The tape goes over to noise, and they all look at me anxiously. At last I say, "Could I ask that you change it, just a little?"

They all nod vigorously. "We have a little cash left in the budget. What do you want?" the boy in leather asks eagerly.

"Can you give it a happy ending?"

They exchange glances. At last the girl says, "You know, we have an alternate ending. When the cops break in, they're gone, and you see them running through the woods together, and the impression you get is that they're gonna escape. They kiss right at the end. That was my personal favorite, but the lawyer said you might sue if we made it look too much like you were, ya know, really into it."

"You're lawyer was wrong. I'd prefer the happy ending."

"You got it."

"Would it help if I signed something saying this was all right? Or that I actually endorsed it?"

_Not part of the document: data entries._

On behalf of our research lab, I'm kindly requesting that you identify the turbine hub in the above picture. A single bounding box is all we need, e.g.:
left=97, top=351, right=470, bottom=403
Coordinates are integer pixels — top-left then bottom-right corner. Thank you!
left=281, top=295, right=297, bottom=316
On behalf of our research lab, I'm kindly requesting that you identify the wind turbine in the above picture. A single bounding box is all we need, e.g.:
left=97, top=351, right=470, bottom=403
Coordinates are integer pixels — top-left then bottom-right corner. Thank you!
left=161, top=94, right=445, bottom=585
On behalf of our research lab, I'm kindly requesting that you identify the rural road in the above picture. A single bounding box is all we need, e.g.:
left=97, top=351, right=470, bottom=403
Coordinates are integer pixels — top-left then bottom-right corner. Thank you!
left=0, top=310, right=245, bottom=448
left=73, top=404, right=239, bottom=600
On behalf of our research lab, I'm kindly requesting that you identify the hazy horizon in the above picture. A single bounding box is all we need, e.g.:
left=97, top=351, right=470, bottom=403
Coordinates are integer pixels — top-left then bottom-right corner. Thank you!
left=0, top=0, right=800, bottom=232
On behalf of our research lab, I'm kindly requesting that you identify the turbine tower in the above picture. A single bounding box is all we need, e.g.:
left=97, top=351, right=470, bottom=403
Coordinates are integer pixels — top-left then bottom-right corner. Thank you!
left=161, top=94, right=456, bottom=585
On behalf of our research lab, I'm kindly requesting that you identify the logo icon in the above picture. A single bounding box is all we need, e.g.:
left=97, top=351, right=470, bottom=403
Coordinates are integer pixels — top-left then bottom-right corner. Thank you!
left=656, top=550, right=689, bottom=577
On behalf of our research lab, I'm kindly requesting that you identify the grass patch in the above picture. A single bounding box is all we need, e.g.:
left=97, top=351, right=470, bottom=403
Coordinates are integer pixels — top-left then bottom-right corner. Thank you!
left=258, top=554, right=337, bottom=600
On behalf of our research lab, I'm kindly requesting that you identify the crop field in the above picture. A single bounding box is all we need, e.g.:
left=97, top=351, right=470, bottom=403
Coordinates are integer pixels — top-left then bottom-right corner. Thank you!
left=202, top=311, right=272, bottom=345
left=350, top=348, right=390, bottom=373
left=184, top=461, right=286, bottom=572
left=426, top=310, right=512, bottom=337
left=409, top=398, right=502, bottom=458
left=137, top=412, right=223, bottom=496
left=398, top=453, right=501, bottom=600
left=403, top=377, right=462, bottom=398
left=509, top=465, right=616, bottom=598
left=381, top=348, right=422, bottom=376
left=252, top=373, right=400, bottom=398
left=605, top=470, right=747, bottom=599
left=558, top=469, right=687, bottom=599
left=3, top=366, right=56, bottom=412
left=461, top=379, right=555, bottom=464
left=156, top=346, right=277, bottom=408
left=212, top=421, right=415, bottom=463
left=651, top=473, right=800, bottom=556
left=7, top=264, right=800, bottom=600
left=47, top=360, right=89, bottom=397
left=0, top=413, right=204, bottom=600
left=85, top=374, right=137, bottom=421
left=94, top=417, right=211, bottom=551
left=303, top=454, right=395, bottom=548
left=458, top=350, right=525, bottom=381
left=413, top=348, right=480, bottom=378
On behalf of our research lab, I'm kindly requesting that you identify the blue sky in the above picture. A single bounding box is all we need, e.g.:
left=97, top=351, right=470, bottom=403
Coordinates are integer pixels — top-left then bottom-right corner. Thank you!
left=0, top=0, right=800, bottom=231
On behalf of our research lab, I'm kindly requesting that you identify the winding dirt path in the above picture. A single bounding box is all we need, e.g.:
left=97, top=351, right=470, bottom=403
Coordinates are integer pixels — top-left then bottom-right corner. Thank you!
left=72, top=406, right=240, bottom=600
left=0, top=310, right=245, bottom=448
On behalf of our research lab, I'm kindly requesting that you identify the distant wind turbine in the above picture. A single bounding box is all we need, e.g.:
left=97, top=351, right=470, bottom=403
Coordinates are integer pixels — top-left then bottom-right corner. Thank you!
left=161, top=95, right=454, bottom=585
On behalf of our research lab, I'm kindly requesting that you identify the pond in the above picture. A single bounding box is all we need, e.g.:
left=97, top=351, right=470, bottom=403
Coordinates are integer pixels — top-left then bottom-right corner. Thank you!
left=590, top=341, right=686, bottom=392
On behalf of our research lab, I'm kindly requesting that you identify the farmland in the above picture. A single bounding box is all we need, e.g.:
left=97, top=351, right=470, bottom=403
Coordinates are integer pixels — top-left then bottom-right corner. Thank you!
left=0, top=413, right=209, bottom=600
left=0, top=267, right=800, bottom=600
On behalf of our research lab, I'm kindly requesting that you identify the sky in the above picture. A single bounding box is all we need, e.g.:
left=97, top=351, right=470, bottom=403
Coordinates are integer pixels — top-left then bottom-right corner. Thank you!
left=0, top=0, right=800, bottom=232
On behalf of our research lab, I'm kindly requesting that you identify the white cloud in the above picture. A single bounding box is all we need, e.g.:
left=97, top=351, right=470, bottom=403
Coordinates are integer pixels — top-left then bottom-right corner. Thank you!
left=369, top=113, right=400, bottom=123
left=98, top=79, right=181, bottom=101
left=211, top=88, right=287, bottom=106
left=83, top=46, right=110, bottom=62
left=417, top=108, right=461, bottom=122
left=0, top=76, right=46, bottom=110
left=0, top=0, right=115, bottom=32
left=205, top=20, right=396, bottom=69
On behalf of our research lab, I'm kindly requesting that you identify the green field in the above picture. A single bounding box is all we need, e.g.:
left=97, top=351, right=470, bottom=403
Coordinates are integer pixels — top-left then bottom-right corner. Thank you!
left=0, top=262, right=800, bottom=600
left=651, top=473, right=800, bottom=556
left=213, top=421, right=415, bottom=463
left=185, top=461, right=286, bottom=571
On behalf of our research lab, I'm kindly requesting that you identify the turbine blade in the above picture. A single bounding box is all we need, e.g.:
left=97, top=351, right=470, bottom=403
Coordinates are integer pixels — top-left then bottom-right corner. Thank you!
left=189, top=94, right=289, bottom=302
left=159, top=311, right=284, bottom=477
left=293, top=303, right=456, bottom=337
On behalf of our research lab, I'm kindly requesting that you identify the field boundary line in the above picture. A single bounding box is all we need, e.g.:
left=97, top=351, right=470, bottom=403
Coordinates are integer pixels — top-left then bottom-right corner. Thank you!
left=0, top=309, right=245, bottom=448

"You don't gotta do that. But if we can say so, like in interviews..."

"Sure."

They were relieved. Getting up to go, we shook hands all around. The boys wandered out to the car, but the girl lingered for a moment, shyly. When we were alone, she whispered, pointing at my belly, "Um, is... is that really...?"

I smile. "Yes. Would you like to feel the baby move? He's been active today."

The girl tentatively presses her hand to the swell of my belly. In a moment, I feel the strong, internal push of an elbow or foot, and the girl's face lights up with wonder."Oh, wow. That is so cool!"

I nod and, on impulse, give her a quick hug and whisper, "Honey, don't tell anyone, but that video? It's more accurate than the cops think."